There are six different workloads (image classification, object detection [small], object detection [large], medical imaging, speech-to-text, and natural language processing [NLP]), which you can run in three different scenarios: offline, single stream, and multistream.
The last scenario is implemented only for image classification and object detection. |
This gives 15 possible workloads, which were all tested under three different setups:
-
Single server/local storage
-
Single server/network storage
-
Multi-server/network storage
The results are described in the following sections.
AI inference in offline scenario for AFF
In this scenario, all the data was available to the server and the time it took to process all the samples was measured. We report bandwidths in samples per second as the results of the tests. When more than one compute server was used, we report total bandwidth summed over all the servers. The results for all three use cases are shown in the figure below. For the two-server case, we report combined bandwidth from both servers.
The results show that network storage does not negatively affect the performance—the change is minimal and for some tasks, none is found. When adding the second server, the total bandwidth either exactly doubles, or at worst, the change is less than 1%.
AI inference in a single stream scenario for AFF
This benchmark measures latency. For the multiple computational server case, we report the average latency. The results for the suite of tasks are given in the figure below. For the two-server case, we report the average latency from both servers.
The results, again, show that the network storage is sufficient to handle the tasks. The difference between local and network storage in the one server case is minimal or none.
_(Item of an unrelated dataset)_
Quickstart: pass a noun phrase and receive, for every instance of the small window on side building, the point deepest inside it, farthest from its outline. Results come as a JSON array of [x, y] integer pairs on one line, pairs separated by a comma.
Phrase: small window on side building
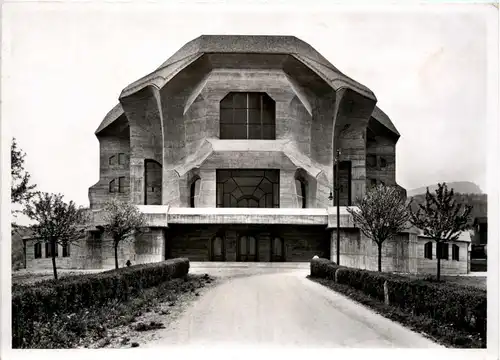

Similarly, when two servers use the same storage, the latency on both servers stays the same or changes by a very small amount.
AI inference in multistream scenario for AFF
In this case, the result is the number of streams that the system can handle while satisfying the QoS constraint. Thus, the result is always an integer. For more than one server, we report the total number of streams summed over all the servers. Not all workloads support this scenario, but we have executed those that do. The results of our tests are summarized in the figure below. For the two-server case, we report the combined number of streams from both servers.
The results show perfect performance of the setup—local and networking storage give the same results and adding the second server doubles the number of streams the proposed setup can handle.
Test results for EF
A multitude of tests were run to evaluate the performance of the proposed architecture. There are six different workloads (image classification, object detection [small], object detection [large], medical imaging, speech-to-text, and natural language processing [NLP]), which were run in two different scenarios: offline and single stream. The results are described in the following sections.
AI inference in offline scenario for EF
In this scenario, all the data was available to the server and the time it took to process all the samples was measured. We report bandwidths in samples per second as the results of the tests. For single node runs we report average from both servers, while for two server runs we report total bandwidth summed over all the servers. The results for use cases are shown in the figure below.
The results show that network storage does not negatively affect the performance—the change is minimal and for some tasks, none is found. When adding the second server, the total bandwidth either exactly doubles, or at worst, the change is less than 1%.
AI inference in a single stream scenario for EF
This benchmark measures latency. For all cases, we report average latency across all servers involved in the runs. The results for the suite of tasks are given.
The results show again that the network storage is sufficient to handle the tasks. The difference between the local and network storage in the one server case is minimal or none. Similarly, when two servers use the same storage, the latency on both servers stays the same or changes by a very small amount.